Ningyo : sur la véritable identité de cette “sirène momifiée” japonaise
Une étude scientifique a enfin permis de découvrir l’origine d’une mystérieuse sirène momifiée logée dans une boîte en bois au temple Enju d’Asakuchi, au Japon.
Dans la mythologie japonaise, les ningyo sont des créatures aux traits humains et semblables à des poissons, décrites dans divers ouvrages de la littérature japonaise. Bien que souvent traduit par « sirène », le terme n’est techniquement pas spécifique au genre. Le ningyo est similaire aux contes occidentaux de sirènes, bien qu’il soit beaucoup moins séduisant que les sirènes traditionnelles.
Le singulier spécimen étudié par les scientifiques était conservé dans une boîte en bois de paulownia. Il fait l’objet d’une certaine curiosité depuis des décennies et, selon une note, ses origines remontent à 1740. La créature présumée ne fait pas plus de 30 centimètres de long, avec un corps principalement composé d’un torse de primate à fourrure qui semble se transformer en une queue de poisson écailleuse.
Représentation de ningyo par Mōri Baien dans Baien gyofu (1825). (Mōri Baien/ National Diet Library digital collection)
Ce ningyo particulier possède deux mains humaines et de petites dents pointues… une créature de rêve.
Depuis février 2022, des scientifiques de l’Université des sciences et des arts de Kurashiki (KUSA) travaillent avec le temple pour tenter de résoudre le mystère de cette créature énigmatique et de son origine. D’où vient-elle, est-elle réelle et quel est son âge ? Leur enquête a porté ses fruits un an plus tard puisqu’ils ont révélé que ce ningyo n’était pas un animal, mais une œuvre d’art humaine. Grâce à un examen non destructif, les scientifiques ont analysé la créature présumée à l’aide d’une évaluation visuelle, de rayons X, d’un scanner, de microscopes optiques et électroniques, d’une datation au radiocarbone et de tests ADN. En dehors de cette mâchoire, le ningyo s’est avéré dépourvu de squelette interne.
Scan du ningyo révélant l’absence de squelette à l’exception de la mâchoire. (KUSA)
Les chercheurs ont révélé que cet artefact particulier était un mélange de pièces. Celui qui l’a « créé » n’a pas utilisé de bois. A la place, il est principalement fait de tissu, de coton et de papier. La créature à l’aspect sinistre a été recouverte d’une substance obtenue en mélangeant de la poussière de charbon ou du sable avec une pâte. La tête est principalement composée de coton et est recouverte d’une substance ressemblant à du plâtre. En outre, les cheveux sur la tête de la prétendue sirène sont d’origine animale. Les écailles proviennent de deux types de poissons distincts.

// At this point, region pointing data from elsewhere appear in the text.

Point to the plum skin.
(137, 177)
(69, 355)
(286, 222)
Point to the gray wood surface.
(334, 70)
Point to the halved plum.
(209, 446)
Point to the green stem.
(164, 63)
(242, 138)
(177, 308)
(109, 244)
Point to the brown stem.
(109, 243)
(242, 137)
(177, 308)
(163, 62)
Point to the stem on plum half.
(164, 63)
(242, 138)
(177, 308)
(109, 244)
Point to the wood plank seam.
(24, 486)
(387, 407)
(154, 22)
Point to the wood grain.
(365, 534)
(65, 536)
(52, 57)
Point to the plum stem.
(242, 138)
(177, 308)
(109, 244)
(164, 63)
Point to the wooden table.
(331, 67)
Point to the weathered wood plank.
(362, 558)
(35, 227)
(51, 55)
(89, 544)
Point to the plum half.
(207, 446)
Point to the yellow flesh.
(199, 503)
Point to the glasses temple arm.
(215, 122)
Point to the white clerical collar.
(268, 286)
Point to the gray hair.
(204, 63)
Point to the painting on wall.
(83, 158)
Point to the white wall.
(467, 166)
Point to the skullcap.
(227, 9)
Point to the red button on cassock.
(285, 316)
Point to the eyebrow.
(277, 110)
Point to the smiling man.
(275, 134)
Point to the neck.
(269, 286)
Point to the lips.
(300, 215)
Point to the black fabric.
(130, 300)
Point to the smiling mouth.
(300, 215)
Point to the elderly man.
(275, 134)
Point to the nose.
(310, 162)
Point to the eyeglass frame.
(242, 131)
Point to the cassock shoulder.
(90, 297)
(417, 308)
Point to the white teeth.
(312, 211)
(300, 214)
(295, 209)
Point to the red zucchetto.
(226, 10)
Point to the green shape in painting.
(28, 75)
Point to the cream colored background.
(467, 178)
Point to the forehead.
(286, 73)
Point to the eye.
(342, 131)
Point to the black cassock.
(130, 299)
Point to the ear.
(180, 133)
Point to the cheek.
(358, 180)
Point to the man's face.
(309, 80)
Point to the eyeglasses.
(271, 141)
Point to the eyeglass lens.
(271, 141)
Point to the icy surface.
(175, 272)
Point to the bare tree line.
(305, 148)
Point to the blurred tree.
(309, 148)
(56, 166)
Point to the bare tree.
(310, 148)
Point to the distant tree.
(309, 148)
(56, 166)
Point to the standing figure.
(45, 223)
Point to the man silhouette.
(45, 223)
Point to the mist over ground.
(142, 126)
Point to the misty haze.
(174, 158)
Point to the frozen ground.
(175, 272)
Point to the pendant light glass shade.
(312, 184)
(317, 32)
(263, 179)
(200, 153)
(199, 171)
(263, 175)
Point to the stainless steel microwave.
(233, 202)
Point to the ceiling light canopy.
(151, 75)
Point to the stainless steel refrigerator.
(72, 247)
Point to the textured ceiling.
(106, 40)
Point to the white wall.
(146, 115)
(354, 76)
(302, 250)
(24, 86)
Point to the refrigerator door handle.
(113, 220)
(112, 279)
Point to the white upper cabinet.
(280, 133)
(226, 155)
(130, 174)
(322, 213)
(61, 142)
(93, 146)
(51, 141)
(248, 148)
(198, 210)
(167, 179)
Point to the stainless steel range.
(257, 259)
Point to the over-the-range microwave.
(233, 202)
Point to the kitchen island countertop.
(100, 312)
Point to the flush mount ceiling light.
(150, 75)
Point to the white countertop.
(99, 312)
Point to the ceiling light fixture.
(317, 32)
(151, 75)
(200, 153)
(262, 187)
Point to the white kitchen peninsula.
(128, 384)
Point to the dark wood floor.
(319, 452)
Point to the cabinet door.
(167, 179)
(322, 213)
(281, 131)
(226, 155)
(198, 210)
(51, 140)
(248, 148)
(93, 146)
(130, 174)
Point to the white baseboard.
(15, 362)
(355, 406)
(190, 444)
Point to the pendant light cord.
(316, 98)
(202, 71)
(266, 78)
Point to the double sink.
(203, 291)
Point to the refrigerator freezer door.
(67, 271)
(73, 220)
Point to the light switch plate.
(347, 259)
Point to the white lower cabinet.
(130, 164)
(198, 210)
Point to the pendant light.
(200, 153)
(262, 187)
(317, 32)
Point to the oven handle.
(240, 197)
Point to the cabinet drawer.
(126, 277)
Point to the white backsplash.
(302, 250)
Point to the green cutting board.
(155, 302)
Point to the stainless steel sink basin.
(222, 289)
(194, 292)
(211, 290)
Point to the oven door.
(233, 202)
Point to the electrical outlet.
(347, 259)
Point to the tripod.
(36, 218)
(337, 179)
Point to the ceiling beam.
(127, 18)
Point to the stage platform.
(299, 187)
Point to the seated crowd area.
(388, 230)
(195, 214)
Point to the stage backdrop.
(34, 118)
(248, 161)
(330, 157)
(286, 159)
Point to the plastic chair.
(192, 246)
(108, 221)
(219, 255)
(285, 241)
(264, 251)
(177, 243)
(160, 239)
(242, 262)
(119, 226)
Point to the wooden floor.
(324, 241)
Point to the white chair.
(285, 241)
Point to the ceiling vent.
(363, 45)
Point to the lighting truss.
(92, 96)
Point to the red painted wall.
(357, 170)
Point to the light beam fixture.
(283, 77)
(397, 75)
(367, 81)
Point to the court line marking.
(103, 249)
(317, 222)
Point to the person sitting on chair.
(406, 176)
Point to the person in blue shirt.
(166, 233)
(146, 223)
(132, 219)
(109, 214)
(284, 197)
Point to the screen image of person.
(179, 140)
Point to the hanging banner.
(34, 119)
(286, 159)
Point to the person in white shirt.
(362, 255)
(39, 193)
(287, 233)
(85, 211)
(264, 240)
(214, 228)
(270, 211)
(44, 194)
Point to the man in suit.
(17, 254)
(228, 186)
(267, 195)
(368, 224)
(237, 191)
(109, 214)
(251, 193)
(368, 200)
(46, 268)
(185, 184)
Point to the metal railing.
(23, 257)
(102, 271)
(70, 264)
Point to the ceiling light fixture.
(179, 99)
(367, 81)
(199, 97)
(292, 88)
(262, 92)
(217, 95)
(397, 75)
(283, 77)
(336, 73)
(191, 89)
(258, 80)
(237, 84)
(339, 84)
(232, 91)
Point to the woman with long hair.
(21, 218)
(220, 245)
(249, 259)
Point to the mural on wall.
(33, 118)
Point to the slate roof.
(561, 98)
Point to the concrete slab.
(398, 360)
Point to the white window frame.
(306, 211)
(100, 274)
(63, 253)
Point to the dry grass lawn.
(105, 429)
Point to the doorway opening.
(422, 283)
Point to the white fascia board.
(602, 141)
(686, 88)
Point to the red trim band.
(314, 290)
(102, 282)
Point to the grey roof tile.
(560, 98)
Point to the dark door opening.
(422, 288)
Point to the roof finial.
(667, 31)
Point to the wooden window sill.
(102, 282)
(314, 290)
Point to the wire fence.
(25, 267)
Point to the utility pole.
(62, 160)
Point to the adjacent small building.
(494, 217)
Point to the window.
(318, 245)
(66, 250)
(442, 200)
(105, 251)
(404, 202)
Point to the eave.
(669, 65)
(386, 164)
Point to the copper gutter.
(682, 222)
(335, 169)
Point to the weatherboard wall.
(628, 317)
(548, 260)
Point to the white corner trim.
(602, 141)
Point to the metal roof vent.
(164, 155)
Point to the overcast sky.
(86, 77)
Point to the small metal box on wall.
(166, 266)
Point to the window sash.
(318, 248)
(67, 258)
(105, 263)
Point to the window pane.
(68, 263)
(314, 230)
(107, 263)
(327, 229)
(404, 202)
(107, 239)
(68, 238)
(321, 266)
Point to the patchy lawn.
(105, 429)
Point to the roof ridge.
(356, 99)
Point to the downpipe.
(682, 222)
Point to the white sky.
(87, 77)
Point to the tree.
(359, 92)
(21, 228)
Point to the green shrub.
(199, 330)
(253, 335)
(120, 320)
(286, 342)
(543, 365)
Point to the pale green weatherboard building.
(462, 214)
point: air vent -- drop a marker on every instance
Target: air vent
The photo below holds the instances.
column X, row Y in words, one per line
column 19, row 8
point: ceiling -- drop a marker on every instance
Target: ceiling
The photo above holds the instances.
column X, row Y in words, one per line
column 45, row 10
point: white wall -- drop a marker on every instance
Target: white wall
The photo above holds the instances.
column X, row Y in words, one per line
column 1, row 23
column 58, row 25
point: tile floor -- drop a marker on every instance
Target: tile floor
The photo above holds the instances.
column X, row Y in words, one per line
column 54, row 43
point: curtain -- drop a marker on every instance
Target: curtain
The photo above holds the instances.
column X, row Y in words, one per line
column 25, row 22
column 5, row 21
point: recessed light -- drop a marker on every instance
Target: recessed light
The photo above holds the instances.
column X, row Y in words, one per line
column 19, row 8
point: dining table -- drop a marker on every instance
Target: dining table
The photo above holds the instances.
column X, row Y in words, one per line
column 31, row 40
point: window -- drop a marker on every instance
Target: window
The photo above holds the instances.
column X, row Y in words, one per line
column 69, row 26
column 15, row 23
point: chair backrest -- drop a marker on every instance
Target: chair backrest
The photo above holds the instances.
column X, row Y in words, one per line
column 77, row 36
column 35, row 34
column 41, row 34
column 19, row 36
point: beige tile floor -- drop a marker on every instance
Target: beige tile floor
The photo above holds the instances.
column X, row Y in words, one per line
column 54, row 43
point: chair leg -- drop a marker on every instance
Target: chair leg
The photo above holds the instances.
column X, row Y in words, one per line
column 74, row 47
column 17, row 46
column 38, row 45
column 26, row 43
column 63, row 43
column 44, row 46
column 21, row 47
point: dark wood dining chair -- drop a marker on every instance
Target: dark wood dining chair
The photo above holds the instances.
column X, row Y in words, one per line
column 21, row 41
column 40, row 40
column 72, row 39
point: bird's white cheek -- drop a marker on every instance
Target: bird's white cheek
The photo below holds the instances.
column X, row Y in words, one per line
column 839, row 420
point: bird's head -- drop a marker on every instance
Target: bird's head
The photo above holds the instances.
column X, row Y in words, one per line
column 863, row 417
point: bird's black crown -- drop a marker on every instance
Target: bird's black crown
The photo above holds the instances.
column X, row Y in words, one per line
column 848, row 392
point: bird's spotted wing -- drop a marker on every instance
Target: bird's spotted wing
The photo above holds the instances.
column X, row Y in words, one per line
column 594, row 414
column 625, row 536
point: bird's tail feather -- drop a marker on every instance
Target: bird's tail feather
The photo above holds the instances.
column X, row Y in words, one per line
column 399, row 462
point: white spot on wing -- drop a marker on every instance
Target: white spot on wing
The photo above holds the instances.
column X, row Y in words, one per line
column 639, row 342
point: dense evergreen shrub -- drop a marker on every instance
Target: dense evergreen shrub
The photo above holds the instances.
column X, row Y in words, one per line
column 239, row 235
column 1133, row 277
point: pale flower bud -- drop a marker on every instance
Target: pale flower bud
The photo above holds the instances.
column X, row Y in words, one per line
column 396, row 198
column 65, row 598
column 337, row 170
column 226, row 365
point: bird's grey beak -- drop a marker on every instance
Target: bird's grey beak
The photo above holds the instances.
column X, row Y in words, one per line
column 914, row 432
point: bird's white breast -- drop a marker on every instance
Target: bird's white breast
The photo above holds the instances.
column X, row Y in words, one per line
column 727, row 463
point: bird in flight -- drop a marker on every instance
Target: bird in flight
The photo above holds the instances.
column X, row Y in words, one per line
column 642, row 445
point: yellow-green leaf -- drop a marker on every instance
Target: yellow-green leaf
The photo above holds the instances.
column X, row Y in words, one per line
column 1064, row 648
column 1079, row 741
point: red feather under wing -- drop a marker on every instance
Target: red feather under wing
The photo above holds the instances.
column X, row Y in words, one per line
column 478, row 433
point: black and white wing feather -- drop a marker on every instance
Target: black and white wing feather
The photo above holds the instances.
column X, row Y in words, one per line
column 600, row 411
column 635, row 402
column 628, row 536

Un scan tridimensionnel de la sirène. (KUSA)
La partie supérieure du corps est recouverte de la peau d’un poisson-globe. Les chercheurs ont révélé que la partie inférieure était composée de la peau écailleuse d’une espèce de crocodile. Les ongles des cinq doigts sont en kératine animale, probablement une sorte de corne. La mâchoire a été fabriquée à partir d’un poisson carnivore.
La datation au radiocarbone de certaines écailles dément la note écrite à la main sur la boîte de la sirène, suggérant que la créature a été fabriquée plus d’un siècle plus tard, très probablement à la fin des années 1850. Comme l’explique un communiqué de l’Université des sciences et des arts de Kurashiki, la façon dont la prétendue sirène est entrée en possession du temple Enju-in reste un mystère. Bien que la création de la sirène ait été démystifiée, elle reste un artefact important de son époque et sera renvoyée à son domicile, où elle restera sous la garde des prêtres.
Les conclusions présentées sur le site de l’Université des sciences et des arts de Kurashiki (en japonais) : Rapport final sur l’étude des « momies sirènes » de la collection Enju-in.